しかしこういうときこそ、過去を振り返りながら現在起きていることを一度冷静に分析することが重要ではないかと思います。そこで今回は、シリコンバレーで有名なベンチャーキャピタル、A16Zの代表であるマーク・アンドリーセンの長文エッセイの中の、「Baptists & Bootleggers(宣教師と密売人)」という部分を翻訳という形で皆さんと共有したいと思います。
「Baptists & Bootleggers(宣教師と密売人)」という言葉はアメリカが1920年代に経験した禁酒法の時代からの学びとして出てきた表現です。当時の敬虔なキリスト教徒たちによる道徳的な問題意識から始まった禁酒法が、結果として地下に潜って違法に酒を売っていたマフィアが巨大な力と利益を得ることを可能にしました。
その後も道徳的な社会運動が途中から経済的利益を追い求める人たちによって乗っ取られる現象を表すときに使われますが、マーク・アンドリーセンは現在AIの規制を求める運動でも同じことが起きていると言います。
AIのためのデータ生成を頼まれた人たちが、AIを使ってデータを生成していたという話
Artificial Artificial Artificial Intelligence: Crowd Workers Widely Use Large Language Models for Text Production Tasks - リンク
ChatGPTのようなLLM(Large Language Model)の精度を検証するには答え合わせが必要です。そこである研究者のグループが、Amazonのメカニカルタークという小さなタスクを少しのお金を払って世界中の人たちにアウトソースできるサービスを使って、研究論文などの要約をしてもらい、その結果とChatGPTなどが出してくる結果を比べて精度を評価しようとしました。

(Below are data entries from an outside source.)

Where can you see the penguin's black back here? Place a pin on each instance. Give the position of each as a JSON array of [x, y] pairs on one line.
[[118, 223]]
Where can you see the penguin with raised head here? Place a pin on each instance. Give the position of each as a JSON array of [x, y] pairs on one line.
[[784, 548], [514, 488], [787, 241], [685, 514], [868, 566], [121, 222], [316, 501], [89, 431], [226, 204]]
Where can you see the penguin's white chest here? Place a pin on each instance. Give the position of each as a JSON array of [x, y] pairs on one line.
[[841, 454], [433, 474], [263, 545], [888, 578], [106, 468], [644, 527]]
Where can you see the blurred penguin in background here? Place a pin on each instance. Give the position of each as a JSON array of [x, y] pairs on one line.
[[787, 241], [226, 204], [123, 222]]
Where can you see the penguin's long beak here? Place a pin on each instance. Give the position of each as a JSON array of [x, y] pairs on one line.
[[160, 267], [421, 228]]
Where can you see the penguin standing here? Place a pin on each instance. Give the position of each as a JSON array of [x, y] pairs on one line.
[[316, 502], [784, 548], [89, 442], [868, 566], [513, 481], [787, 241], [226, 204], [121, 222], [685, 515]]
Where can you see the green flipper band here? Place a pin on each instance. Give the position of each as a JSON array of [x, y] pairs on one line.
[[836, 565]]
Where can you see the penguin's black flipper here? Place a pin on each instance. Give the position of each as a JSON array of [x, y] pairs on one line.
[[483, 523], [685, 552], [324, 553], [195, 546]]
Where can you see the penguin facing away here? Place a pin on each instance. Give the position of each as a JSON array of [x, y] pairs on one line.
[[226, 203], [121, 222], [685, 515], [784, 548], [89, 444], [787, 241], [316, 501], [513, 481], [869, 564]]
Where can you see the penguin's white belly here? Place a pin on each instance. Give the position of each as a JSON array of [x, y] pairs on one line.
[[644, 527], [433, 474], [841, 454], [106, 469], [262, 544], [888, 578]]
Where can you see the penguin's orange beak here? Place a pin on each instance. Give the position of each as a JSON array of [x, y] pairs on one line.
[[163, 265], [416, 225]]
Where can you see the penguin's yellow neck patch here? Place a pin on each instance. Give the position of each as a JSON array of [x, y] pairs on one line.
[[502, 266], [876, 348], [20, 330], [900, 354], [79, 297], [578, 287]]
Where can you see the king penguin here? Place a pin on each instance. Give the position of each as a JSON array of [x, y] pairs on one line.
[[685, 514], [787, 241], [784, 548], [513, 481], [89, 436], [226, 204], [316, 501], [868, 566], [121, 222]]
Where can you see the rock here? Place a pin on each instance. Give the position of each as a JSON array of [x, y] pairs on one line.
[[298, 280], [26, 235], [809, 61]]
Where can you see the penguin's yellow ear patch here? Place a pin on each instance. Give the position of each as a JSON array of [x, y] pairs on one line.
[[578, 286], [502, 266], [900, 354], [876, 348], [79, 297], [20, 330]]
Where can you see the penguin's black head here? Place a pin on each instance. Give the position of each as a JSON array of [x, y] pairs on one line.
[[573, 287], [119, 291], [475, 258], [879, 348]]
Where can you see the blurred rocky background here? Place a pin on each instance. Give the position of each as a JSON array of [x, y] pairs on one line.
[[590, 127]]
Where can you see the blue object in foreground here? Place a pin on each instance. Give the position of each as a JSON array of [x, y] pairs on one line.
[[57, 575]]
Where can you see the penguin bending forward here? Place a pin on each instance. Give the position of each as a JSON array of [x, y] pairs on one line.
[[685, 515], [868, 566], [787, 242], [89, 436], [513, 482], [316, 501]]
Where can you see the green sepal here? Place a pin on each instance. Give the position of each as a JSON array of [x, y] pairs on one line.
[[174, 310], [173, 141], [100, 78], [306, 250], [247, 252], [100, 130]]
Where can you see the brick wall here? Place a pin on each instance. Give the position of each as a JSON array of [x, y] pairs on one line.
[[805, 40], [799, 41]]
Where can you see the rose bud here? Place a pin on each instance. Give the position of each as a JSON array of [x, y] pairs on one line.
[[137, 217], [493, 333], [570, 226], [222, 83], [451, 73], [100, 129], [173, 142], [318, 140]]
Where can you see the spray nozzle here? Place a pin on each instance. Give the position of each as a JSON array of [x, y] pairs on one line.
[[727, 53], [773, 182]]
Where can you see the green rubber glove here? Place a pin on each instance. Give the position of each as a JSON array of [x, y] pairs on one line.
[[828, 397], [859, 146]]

ところが、アウトソースした人たちから返ってきたデータを分析したところ、どうもChatGPTなどのサービスが返してきたデータとほぼ同じか、偶然ではないレベルで似通っていたことに気づいたとのことです。
なんと、アウトソースされた人たちの33%から46%、つまり半分近くの人たちがChatGPTなどを使って論文の要約を出し、それをコピーして提出してきたとのことです。まあ、普通に考えたらChatGPT使っちゃいますよね。
これからどんどんと人間のアウトプットが、それが世界中のどこからでも、みんな似通って来る、そんな面白くない時代になっていくのかもしれません。
相次ぐAIトレーニングデータに関する訴訟
Sarah Silverman sues Meta, OpenAI for copyright infringement - リンク
アメリカの有名女性コメディアンのサラ・シルバーマンがFacebookの親会社であるMetaとChatGPTを提供するOpenAIを相手に訴訟を起こしたというニュースがありました。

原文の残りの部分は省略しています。